A, B The capacity of colony formation was detected by sphere formation assays in Huh7 (liver cancer cell line). Cells with or without YAP overexpression (GFP-labeled) were treated with low (1 µL collagen with 3 µL DMEM) or high (collagen without DMEM) concentrations of collagen for 3 days. Bar, 200 µm. C, D The capacity of colony formation was detected by sphere formation assays in Huh7 cells. Cells with or without YAP knockdown were treated with low (1 µL collagen with 3 µL DMEM) or high (collagen without DMEM) concentrations of collagen for 3 days. Bar, 200 µm. E, F Staining of YAP in Huh7 cells cultivated with low or high concentrations of collagen for 3 days, 200 µm. G, H The capacity of colony formation was detected by sphere formation assays in HepG2 (liver cancer cell lines). Cells with or without ITGA2 knockdown (GFP-labeled) were treated with low (1 µL collagen with 3 µL DMEM) or high (collagen without DMEM) concentrations of collagen for 3 days. Bar, 200 µm. I Staining of YAP and ITGA2 in HepG2 cells (with or without ITGA2 knockdown) for 3 days, 200 µm. J Subcellular localization of YAP in WT and ITGA2-knockdown HepG2 cells. K ChIP experiment of CTGF and CYR61 performed with YAP antibody in HepG2 cells knockdown ITGA2. L mRNA levels of CTGF and CYR61 in WT and ITGA2-knockdown Huh7 cells with or without co-cultured with TAFs. M Staining of COL1A1, ITGA2, and YAP in tumors from liver cancer patients. Bars, 100 µm. Quantified data are presented as the means ± SD. Unpaired Student’s t tests were used for comparing two variables and one-way ANOVA was used for comparing multiple variables. At least two independent experiments were performed for all data. *P < 0.05; **P < 0.01; ***P < 0.001; n.s, no significance in comparison with the control group. See also Fig. S4.

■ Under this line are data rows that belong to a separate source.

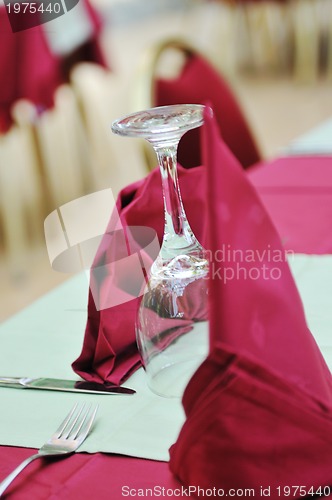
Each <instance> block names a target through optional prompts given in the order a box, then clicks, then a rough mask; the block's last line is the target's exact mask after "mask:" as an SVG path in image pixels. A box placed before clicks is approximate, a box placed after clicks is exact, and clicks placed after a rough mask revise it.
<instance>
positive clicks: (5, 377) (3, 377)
mask: <svg viewBox="0 0 332 500" xmlns="http://www.w3.org/2000/svg"><path fill="white" fill-rule="evenodd" d="M23 380H24V379H22V377H0V387H1V386H2V387H15V388H22V387H24V384H23V383H22V381H23Z"/></svg>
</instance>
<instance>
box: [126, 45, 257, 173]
mask: <svg viewBox="0 0 332 500" xmlns="http://www.w3.org/2000/svg"><path fill="white" fill-rule="evenodd" d="M170 53H172V54H170ZM171 55H172V56H173V57H172V59H170V56H171ZM167 57H169V59H167ZM165 67H166V68H167V69H170V70H171V72H170V75H168V74H167V75H164V70H165ZM184 103H191V104H210V105H212V107H213V109H214V113H215V116H216V118H217V121H218V123H219V127H220V132H221V134H222V136H223V138H224V140H225V142H226V143H227V144H228V146H229V148H230V149H231V150H232V152H233V153H234V155H235V156H236V157H237V158H238V160H239V161H240V163H241V164H242V166H243V168H248V167H250V166H251V165H253V164H254V163H256V162H258V161H259V160H260V159H261V156H260V153H259V151H258V147H257V145H256V142H255V140H254V138H253V134H252V132H251V130H250V127H249V125H248V123H247V120H246V118H245V116H244V114H243V112H242V110H241V108H240V106H239V104H238V102H237V100H236V97H235V95H234V94H233V92H232V90H231V88H230V86H229V85H228V83H227V82H226V81H225V79H224V78H223V76H222V75H221V74H220V73H219V72H218V71H217V70H216V69H215V68H214V67H213V66H212V64H211V63H210V62H209V61H208V60H207V58H206V57H205V56H204V55H203V54H201V53H200V52H199V51H198V50H197V49H196V48H194V47H193V46H192V45H190V44H189V43H188V42H186V41H184V40H181V39H168V40H164V41H162V42H159V43H157V44H156V45H153V46H152V47H149V48H148V49H147V50H146V51H145V52H144V53H143V55H142V58H141V60H140V62H139V66H138V70H137V73H136V74H135V75H134V107H135V109H137V110H138V109H145V108H149V107H153V106H164V105H168V104H184ZM143 147H144V150H145V155H146V161H147V163H148V166H149V168H150V169H151V168H153V167H154V166H155V165H156V160H155V156H153V155H152V154H151V149H150V148H147V146H146V145H143ZM178 160H179V163H180V164H181V165H183V166H184V167H187V168H190V167H193V166H197V165H200V164H201V155H200V141H199V130H198V129H195V130H192V131H190V132H188V133H187V134H185V136H184V137H183V138H182V139H181V141H180V144H179V150H178Z"/></svg>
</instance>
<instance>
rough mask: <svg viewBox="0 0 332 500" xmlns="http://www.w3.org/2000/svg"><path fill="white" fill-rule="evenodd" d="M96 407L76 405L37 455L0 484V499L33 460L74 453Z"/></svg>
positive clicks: (26, 460) (42, 447) (74, 406)
mask: <svg viewBox="0 0 332 500" xmlns="http://www.w3.org/2000/svg"><path fill="white" fill-rule="evenodd" d="M97 409H98V405H97V406H94V407H92V405H89V406H88V407H87V405H86V404H85V403H84V404H82V405H80V406H79V405H78V404H76V405H75V406H74V407H73V408H72V409H71V411H70V412H69V413H68V415H67V416H66V418H65V419H64V421H63V422H62V424H61V425H60V427H59V428H58V429H57V430H56V431H55V433H54V434H53V435H52V436H51V437H50V439H49V440H48V441H46V443H45V444H43V446H42V447H41V448H40V449H39V450H38V453H36V454H35V455H32V456H31V457H28V458H26V459H25V460H24V462H22V463H21V464H20V465H19V466H18V467H16V469H15V470H13V472H12V473H11V474H9V476H7V477H6V478H5V479H4V480H3V481H2V482H1V483H0V497H1V496H2V494H3V492H4V491H5V490H6V489H7V488H8V486H9V485H10V484H11V482H12V481H13V480H14V479H15V477H16V476H18V474H19V473H20V472H21V471H22V470H23V469H24V468H25V467H26V466H27V465H28V464H29V463H31V462H32V461H33V460H35V459H36V458H42V457H51V456H52V457H55V456H63V455H69V454H71V453H74V452H75V451H76V450H77V448H78V447H79V446H80V445H81V444H82V443H83V441H84V439H85V438H86V437H87V435H88V433H89V431H90V429H91V426H92V424H93V421H94V419H95V416H96V413H97Z"/></svg>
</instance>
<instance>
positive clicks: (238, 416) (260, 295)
mask: <svg viewBox="0 0 332 500" xmlns="http://www.w3.org/2000/svg"><path fill="white" fill-rule="evenodd" d="M203 151H204V163H205V165H206V166H207V197H208V200H209V201H208V217H209V221H210V222H211V223H210V227H209V237H208V241H209V244H208V247H209V249H210V251H211V272H210V282H209V284H210V289H209V297H210V354H209V356H208V358H207V360H206V361H205V362H204V363H203V364H202V365H201V367H200V368H199V369H198V371H197V372H196V373H195V374H194V376H193V378H192V379H191V381H190V382H189V384H188V386H187V388H186V391H185V394H184V397H183V405H184V409H185V412H186V416H187V420H186V422H185V424H184V425H183V428H182V430H181V432H180V435H179V437H178V440H177V442H176V443H175V445H173V447H172V448H171V450H170V454H171V460H170V467H171V470H172V471H173V472H174V473H175V474H176V476H177V477H178V478H179V479H180V480H181V481H182V482H183V483H184V485H186V486H189V485H191V486H196V487H197V488H198V487H200V488H202V489H204V488H205V489H208V488H210V489H211V488H213V487H215V488H220V489H222V490H224V492H225V496H229V493H230V494H231V493H232V491H231V489H235V490H237V489H242V490H243V489H245V488H251V489H253V490H254V492H255V496H256V497H259V496H260V497H262V496H264V495H263V493H262V490H261V488H263V489H264V491H265V496H269V497H270V498H272V499H273V498H285V497H287V496H292V497H293V498H299V497H300V496H303V491H306V492H307V494H309V495H310V491H309V489H310V488H311V487H312V488H313V490H314V491H316V490H317V489H318V488H319V487H320V486H325V485H327V486H328V485H329V484H331V483H332V471H331V465H330V462H331V453H332V384H331V375H330V372H329V370H328V368H327V366H326V364H325V362H324V360H323V358H322V356H321V354H320V351H319V349H318V347H317V345H316V343H315V341H314V339H313V337H312V335H311V333H310V332H309V330H308V327H307V325H306V320H305V316H304V312H303V308H302V303H301V300H300V298H299V295H298V292H297V289H296V286H295V284H294V281H293V278H292V275H291V273H290V271H289V267H288V264H287V262H286V260H285V254H284V250H283V247H282V245H281V242H280V240H279V237H278V235H277V233H276V230H275V228H274V226H273V224H272V222H271V220H270V219H269V217H268V215H267V213H266V211H265V209H264V208H263V206H262V204H261V202H260V200H259V199H258V196H257V194H256V192H255V190H254V188H253V187H252V186H251V184H250V183H249V182H248V181H247V179H246V177H245V175H244V173H243V170H242V169H241V167H240V166H239V164H238V162H237V160H235V158H234V157H233V155H232V154H231V153H230V151H229V150H228V149H227V146H225V144H224V143H223V141H222V140H221V139H220V137H219V134H218V131H217V125H216V123H215V121H214V119H213V118H210V117H208V116H206V118H205V124H204V126H203ZM296 485H298V486H300V485H301V486H302V490H301V492H300V490H299V489H298V491H295V490H294V489H292V491H291V493H289V491H288V490H287V487H288V486H289V487H291V488H293V487H295V486H296ZM278 488H279V489H278ZM284 488H286V489H284ZM197 491H198V490H196V496H198V494H197ZM287 491H288V495H287ZM193 496H195V493H194V494H193Z"/></svg>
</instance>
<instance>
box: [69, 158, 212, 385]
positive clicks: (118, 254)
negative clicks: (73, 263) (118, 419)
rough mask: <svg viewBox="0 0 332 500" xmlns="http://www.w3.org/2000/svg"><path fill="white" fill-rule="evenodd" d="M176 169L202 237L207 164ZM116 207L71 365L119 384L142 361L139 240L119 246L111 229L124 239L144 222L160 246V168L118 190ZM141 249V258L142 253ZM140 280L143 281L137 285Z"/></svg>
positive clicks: (194, 226) (91, 273)
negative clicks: (111, 304)
mask: <svg viewBox="0 0 332 500" xmlns="http://www.w3.org/2000/svg"><path fill="white" fill-rule="evenodd" d="M178 174H179V182H180V186H181V193H182V199H183V202H184V205H185V208H186V212H187V216H188V218H189V220H190V224H191V226H192V229H193V231H194V232H195V234H196V236H197V237H198V238H199V239H200V240H202V239H204V227H205V223H204V214H205V213H206V199H205V184H204V182H205V169H204V168H203V167H196V168H194V169H191V170H185V169H183V168H181V167H179V169H178ZM117 212H118V214H119V217H120V220H121V223H119V220H118V218H117V214H116V213H115V214H113V217H112V218H111V220H110V223H109V226H108V228H107V230H106V233H105V235H104V238H103V241H102V243H101V245H100V247H99V249H98V252H97V256H96V258H95V263H94V266H93V269H91V276H90V292H89V303H88V320H87V325H86V330H85V336H84V342H83V347H82V352H81V354H80V356H79V357H78V359H77V360H76V361H74V363H73V365H72V367H73V369H74V371H75V372H77V373H78V374H79V375H80V376H81V377H83V378H84V379H86V380H90V381H96V382H101V381H108V382H112V383H115V384H120V383H122V382H123V381H124V380H126V378H128V376H129V375H130V374H131V373H132V372H133V371H134V370H135V369H137V368H138V367H139V366H140V365H141V361H140V356H139V354H138V351H137V347H136V337H135V319H136V312H137V308H138V303H139V298H138V297H137V288H139V285H140V284H139V283H138V285H135V286H132V282H133V281H135V279H133V274H134V272H135V273H136V274H137V275H138V274H139V269H137V265H135V262H136V263H137V260H135V255H136V254H137V251H139V248H138V247H139V245H138V247H137V245H136V246H135V245H132V244H131V245H127V246H129V247H130V248H129V250H128V248H125V249H123V248H122V247H123V246H125V243H124V245H120V249H119V245H118V244H117V243H118V241H116V245H115V246H114V239H115V233H116V234H117V235H119V236H120V237H119V238H117V237H116V239H117V240H120V241H122V240H124V239H125V238H124V237H122V233H123V236H124V233H125V232H126V231H127V230H133V229H135V227H138V230H139V231H138V232H139V233H141V232H142V228H143V226H147V227H149V228H152V229H154V230H155V231H156V232H157V236H158V240H159V245H160V243H161V239H162V235H163V224H164V209H163V198H162V189H161V178H160V172H159V169H155V170H154V171H153V172H152V173H151V174H150V175H148V176H147V177H146V178H145V179H143V180H141V181H139V182H137V183H135V184H132V185H130V186H128V187H127V188H125V189H124V190H122V191H121V193H120V195H119V197H118V200H117ZM140 228H141V229H140ZM119 232H120V234H119ZM131 243H132V242H131ZM142 249H143V244H142V245H141V250H142ZM126 252H127V254H126ZM140 253H141V258H142V259H144V255H146V252H140ZM115 254H116V255H115ZM155 257H156V255H152V254H151V253H150V258H151V259H152V260H154V258H155ZM117 262H118V263H119V264H121V263H123V265H122V266H121V268H120V271H121V272H120V279H118V280H117V281H116V282H115V283H114V280H113V279H112V271H113V268H112V266H113V264H114V263H115V264H116V263H117ZM119 267H120V266H119ZM138 279H139V278H138ZM143 284H144V283H143V282H142V283H141V285H143ZM132 288H135V289H136V290H132ZM134 292H135V293H134ZM130 293H132V297H131V300H130ZM119 295H121V296H122V295H123V296H125V301H123V302H122V303H119V304H114V305H112V306H111V307H107V306H108V305H110V303H111V302H112V296H114V300H115V301H116V300H117V298H118V297H119Z"/></svg>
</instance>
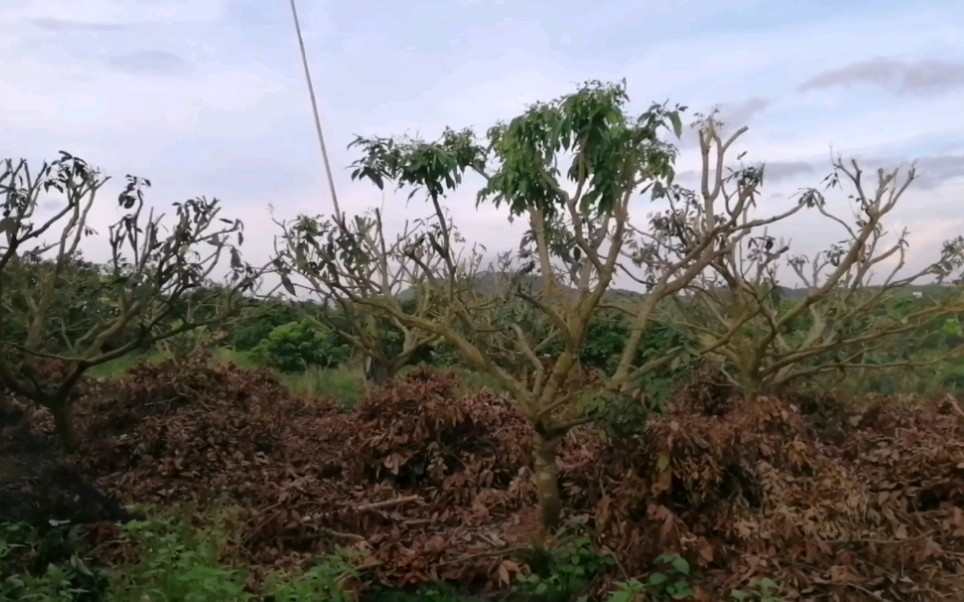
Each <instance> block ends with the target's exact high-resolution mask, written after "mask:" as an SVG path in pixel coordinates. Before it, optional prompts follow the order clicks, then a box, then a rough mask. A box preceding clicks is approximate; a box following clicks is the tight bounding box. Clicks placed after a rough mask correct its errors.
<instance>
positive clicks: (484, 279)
mask: <svg viewBox="0 0 964 602" xmlns="http://www.w3.org/2000/svg"><path fill="white" fill-rule="evenodd" d="M512 277H513V274H511V273H505V272H492V271H488V272H481V273H480V274H479V275H478V276H476V278H475V285H474V290H475V292H476V293H477V294H480V295H488V294H492V293H493V292H494V291H496V290H498V289H499V288H502V287H504V286H505V285H506V283H507V280H509V279H510V278H512ZM516 278H518V279H519V280H521V282H522V283H523V285H524V287H525V288H527V289H528V290H531V291H532V292H534V293H539V292H541V291H542V290H543V283H542V279H541V278H539V277H538V276H532V275H518V276H516ZM868 288H870V289H873V288H875V287H868ZM570 290H572V291H573V292H574V289H570ZM946 290H948V287H947V286H945V285H939V284H922V285H915V286H908V287H906V288H905V289H903V291H902V292H903V293H904V294H906V295H908V296H916V295H915V293H921V294H922V296H928V297H931V296H934V295H938V294H941V293H942V292H944V291H946ZM810 291H811V289H809V288H803V287H801V288H790V287H780V292H781V295H782V296H783V298H784V299H787V300H790V301H796V300H800V299H803V298H804V297H806V296H807V294H809V293H810ZM645 296H646V293H642V292H639V291H631V290H628V289H611V290H609V291H607V292H606V295H605V299H606V300H608V301H616V300H635V299H642V298H644V297H645ZM414 297H415V291H413V290H412V289H406V290H404V291H402V292H401V293H400V294H399V299H401V300H410V299H412V298H414Z"/></svg>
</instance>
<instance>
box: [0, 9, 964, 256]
mask: <svg viewBox="0 0 964 602" xmlns="http://www.w3.org/2000/svg"><path fill="white" fill-rule="evenodd" d="M299 10H300V16H301V20H302V26H303V28H304V33H305V42H306V47H307V51H308V55H309V61H310V63H311V67H312V73H313V77H314V78H315V85H316V88H317V91H318V94H319V96H320V100H321V103H322V113H323V120H324V123H325V127H326V134H327V136H328V138H329V148H330V150H331V153H332V156H333V161H334V166H335V168H336V171H337V174H336V177H337V181H336V186H337V188H338V190H339V194H340V196H341V198H342V206H343V208H345V209H347V210H348V211H362V210H364V209H365V208H368V207H371V206H375V205H380V204H382V203H384V207H385V211H386V213H387V214H388V215H390V216H392V217H394V218H396V219H398V220H401V219H404V218H405V217H407V216H410V215H413V214H414V213H415V212H419V213H421V212H422V210H421V209H420V208H416V209H417V211H416V209H412V208H406V206H405V204H404V197H403V196H399V197H397V198H396V197H394V196H392V195H391V194H387V195H384V196H383V195H382V194H381V193H379V192H378V191H377V190H376V189H374V188H372V187H371V186H370V185H365V184H358V183H354V184H353V183H351V182H350V181H349V178H348V171H347V169H346V167H347V165H348V164H349V163H350V162H351V161H352V160H353V159H355V158H356V156H355V155H353V153H352V151H349V150H347V149H346V145H347V143H348V142H349V141H350V140H351V138H352V136H353V135H354V134H369V135H371V134H379V135H390V134H403V133H408V134H422V135H424V136H435V135H437V134H438V133H439V132H440V131H441V129H442V128H443V127H444V126H445V125H452V126H454V127H463V126H474V127H476V128H478V129H479V130H480V131H482V130H484V129H486V128H487V127H488V126H490V125H491V124H492V123H493V122H494V121H495V120H497V119H501V118H507V117H512V116H513V115H515V114H517V113H518V112H520V111H521V110H523V109H524V108H525V106H526V104H527V103H529V102H531V101H534V100H539V99H551V98H553V97H555V96H558V95H560V94H563V93H566V92H570V91H572V90H574V89H575V87H576V85H577V84H578V83H579V82H582V81H584V80H586V79H603V80H618V79H621V78H626V79H627V80H628V85H629V91H630V94H631V96H632V97H633V100H634V102H636V103H638V105H639V107H640V108H644V107H645V106H646V105H648V104H649V103H650V102H651V101H654V100H656V101H662V100H666V99H669V100H671V101H673V102H679V103H683V104H686V105H689V106H690V107H692V109H693V110H702V111H706V110H708V109H710V108H711V107H713V106H714V105H720V106H721V108H722V114H723V116H724V118H725V120H726V121H727V122H728V123H731V124H735V125H738V124H739V123H746V124H747V125H749V126H750V132H749V133H748V134H747V135H746V136H745V137H744V139H743V140H744V142H743V143H742V148H743V149H745V150H747V151H749V154H748V155H747V158H748V160H755V161H764V160H765V161H767V162H768V163H769V164H770V166H771V168H772V169H771V172H770V173H771V177H770V178H769V181H768V188H767V191H766V195H765V198H766V199H769V201H768V202H772V203H774V204H778V203H779V199H781V198H784V199H785V198H786V197H787V195H789V194H790V193H791V192H792V191H793V190H795V189H797V188H799V187H801V186H806V185H815V184H817V183H819V182H820V180H821V178H822V177H823V175H825V173H826V171H827V168H828V166H829V163H828V162H829V158H830V149H831V147H832V148H833V149H834V151H836V152H839V153H843V154H844V155H856V156H857V157H859V158H861V159H863V160H864V161H865V162H866V167H868V168H871V170H872V169H873V168H876V167H879V166H896V165H900V164H901V163H905V162H907V161H910V160H913V159H916V160H918V161H919V166H920V178H921V179H920V182H919V183H918V184H917V185H916V187H915V188H914V190H913V191H912V193H909V194H908V195H907V198H906V199H905V202H904V206H903V208H902V209H901V210H900V212H899V215H898V216H897V221H896V222H895V224H894V226H895V227H900V226H908V227H909V228H911V229H912V233H913V234H912V238H911V240H912V248H913V249H914V252H915V258H916V259H917V260H918V261H923V258H924V257H925V256H933V252H934V251H935V250H936V247H935V245H936V244H937V243H938V242H939V241H940V240H941V239H943V238H946V237H948V236H950V235H952V234H955V233H957V232H964V212H962V210H961V207H962V203H964V110H962V109H964V4H962V3H961V2H960V1H959V0H928V1H927V2H923V1H922V2H895V1H885V0H833V1H831V0H823V1H820V0H794V1H793V2H779V3H778V2H773V1H772V0H770V1H764V0H730V1H727V2H720V1H717V0H676V1H669V0H665V1H664V0H635V1H630V0H619V1H614V0H598V1H597V2H594V3H588V2H575V1H574V0H555V1H552V2H550V1H549V0H543V1H538V0H512V1H509V0H435V1H428V0H422V1H418V0H412V1H410V2H392V1H389V0H357V1H356V2H334V1H333V0H300V5H299ZM0 27H2V29H3V31H4V35H3V36H0V64H2V65H3V66H4V69H3V77H2V78H0V98H2V99H3V110H2V111H0V131H2V132H3V136H2V137H0V155H2V156H13V157H26V158H28V159H30V160H40V159H43V158H53V157H55V156H56V153H57V151H58V150H60V149H64V150H68V151H70V152H72V153H74V154H77V155H80V156H82V157H84V158H85V159H87V160H88V161H89V162H91V163H93V164H96V165H98V166H100V167H102V168H103V169H104V170H105V171H106V172H108V173H110V174H112V175H114V176H116V178H117V181H120V180H122V179H123V175H124V174H126V173H134V174H137V175H140V176H144V177H148V178H150V179H152V181H153V182H154V188H153V191H152V192H151V199H152V200H153V202H154V203H156V204H161V205H167V204H169V203H170V202H172V201H177V200H182V199H184V198H188V197H192V196H196V195H202V194H203V195H207V196H216V197H219V198H221V199H222V200H223V202H224V205H225V213H226V214H229V215H230V216H232V217H233V216H237V217H240V218H242V219H243V220H244V221H245V223H246V229H247V235H248V242H247V243H246V246H247V247H248V251H247V252H248V254H250V255H251V256H252V257H253V258H256V257H266V256H267V253H268V250H269V248H270V244H271V238H272V235H273V233H274V231H273V229H272V227H270V222H269V212H268V206H269V204H270V205H274V206H275V208H276V211H277V213H278V214H279V215H280V216H281V217H294V216H295V215H296V214H298V213H301V212H310V213H318V212H327V211H329V210H330V204H329V203H330V201H329V198H328V193H327V184H326V182H325V179H324V172H323V170H322V168H321V162H320V157H319V152H318V145H317V140H316V138H315V135H314V129H313V125H312V121H311V114H310V107H309V102H308V98H307V95H306V88H305V82H304V79H303V74H302V71H301V64H300V57H299V54H298V47H297V42H296V39H295V37H294V33H293V27H292V19H291V13H290V9H289V6H288V2H286V1H284V0H275V1H273V2H269V1H267V0H72V1H70V2H67V1H64V0H30V2H3V3H2V4H0ZM680 164H681V165H680V168H681V169H683V170H686V169H691V168H693V167H694V166H695V165H696V157H695V155H694V149H693V148H692V146H690V147H685V146H684V153H683V156H682V158H681V160H680ZM473 192H474V191H465V193H464V194H462V195H460V196H458V197H456V198H453V199H451V203H452V204H453V205H454V206H455V207H456V208H457V213H456V215H457V217H458V218H459V219H460V224H461V226H462V228H463V230H466V231H467V232H469V233H470V235H471V236H472V238H473V239H476V240H479V241H481V242H484V243H486V244H488V246H489V247H490V248H498V247H511V246H514V245H515V243H516V240H517V239H516V238H515V237H514V236H513V235H512V233H511V232H509V231H508V230H507V228H506V225H505V221H504V219H503V218H502V217H501V216H500V215H499V214H498V213H497V212H495V211H492V210H483V211H480V212H478V213H474V212H475V209H474V208H473V201H472V199H473V197H474V195H473ZM764 205H765V203H764ZM774 206H775V205H774ZM766 210H767V208H766V206H764V208H763V211H766ZM114 215H115V214H114V213H113V208H112V206H111V203H109V202H108V203H105V205H104V206H103V207H102V208H101V210H100V212H99V213H98V214H97V217H96V220H100V221H101V222H102V223H103V222H106V221H107V220H109V219H110V218H111V217H113V216H114ZM784 233H786V234H793V235H794V237H795V238H794V240H795V242H797V243H800V244H804V245H806V246H812V245H815V244H817V243H818V242H820V241H829V240H832V239H834V238H836V236H837V233H836V232H828V229H827V228H826V227H825V226H822V225H819V224H818V222H816V221H814V220H811V219H809V218H808V219H804V220H802V221H799V222H797V223H796V225H794V226H793V228H792V230H791V231H789V232H784ZM102 250H103V248H101V251H102ZM89 254H90V255H92V256H95V257H96V256H97V255H98V254H99V253H98V249H97V248H90V249H89Z"/></svg>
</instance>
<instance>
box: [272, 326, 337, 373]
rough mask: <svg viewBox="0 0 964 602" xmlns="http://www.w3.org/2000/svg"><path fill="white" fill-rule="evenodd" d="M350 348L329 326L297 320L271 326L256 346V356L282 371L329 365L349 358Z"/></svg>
mask: <svg viewBox="0 0 964 602" xmlns="http://www.w3.org/2000/svg"><path fill="white" fill-rule="evenodd" d="M349 353H350V350H349V348H348V347H347V346H345V345H344V344H342V343H341V342H339V341H338V339H337V338H336V337H335V335H334V334H333V333H332V332H331V331H329V330H328V329H326V328H324V327H322V326H320V325H318V324H316V323H314V322H312V321H310V320H299V321H297V322H289V323H288V324H282V325H281V326H278V327H276V328H274V329H273V330H272V331H271V333H270V334H269V335H268V337H267V338H265V339H264V340H263V341H261V343H260V344H259V345H258V346H257V347H256V348H255V350H254V355H255V358H256V359H257V360H258V361H259V362H261V363H263V364H267V365H269V366H271V367H273V368H277V369H278V370H280V371H282V372H300V371H303V370H306V369H308V368H310V367H314V366H320V367H323V368H329V367H332V366H337V365H339V364H341V363H343V362H345V361H347V360H348V357H349Z"/></svg>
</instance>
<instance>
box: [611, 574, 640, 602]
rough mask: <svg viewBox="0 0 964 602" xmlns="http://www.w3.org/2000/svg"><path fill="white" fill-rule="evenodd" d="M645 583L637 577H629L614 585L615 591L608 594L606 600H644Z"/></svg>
mask: <svg viewBox="0 0 964 602" xmlns="http://www.w3.org/2000/svg"><path fill="white" fill-rule="evenodd" d="M645 595H646V584H645V583H643V582H642V581H640V580H639V579H629V580H627V581H623V582H621V583H618V584H617V585H616V591H614V592H613V593H611V594H610V595H609V600H608V602H638V601H640V600H644V599H645V598H644V597H643V596H645Z"/></svg>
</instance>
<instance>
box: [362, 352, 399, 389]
mask: <svg viewBox="0 0 964 602" xmlns="http://www.w3.org/2000/svg"><path fill="white" fill-rule="evenodd" d="M392 376H394V374H393V373H392V370H391V368H390V366H389V365H388V364H387V363H385V362H383V361H380V360H378V359H376V358H374V357H372V356H368V357H366V358H365V382H366V383H368V384H369V385H372V386H376V387H381V386H383V385H386V384H388V382H389V381H390V380H391V379H392Z"/></svg>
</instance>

Fig. 7. Collagen-mediated the target genes of YAP facilitated the stemness of tumor cells.

A YAP and IgG peaks are ranked from the strongest to weakest signal. B Integrative analysis combining the data from ChIP-seq with the 1796 genes screened in Fig. 4A. C KEGG analysis performed with the 164 genes identified in (B). D Motif analysis of YAP ChIP-seq. E ChIP experiment performed with YAP antibody in Huh7 cells treated with different concentrations of collagen for 3 days. F mRNA levels of MYC, SOX9, SMAD2, and OLIG2 in Huh7 cells treated with different concentrations of collagen for 3 days. G t-SNE plots showing the expression levels of SOX9 and SMAD2 in tumor cells. H Nuclear colocalizations of YAP and SOX9 in sphere formation assays of Huh7 cells. Bars, 100 µm. I Schematic outline showing that TAF Involves in Transcriptional Diversity via Activating YAP Signaling in Liver cancer. At least two independent experiments were performed for all data. Quantified data are presented as the means ±SD. Unpaired Student’s t tests were used for comparing two variables and one-way ANOVA was used for comparing multiple variables. At least two independent experiments were performed for all data. *P < 0.05; **P < 0.01; ***P < 0.001; n.s, no significance in comparison with the control group.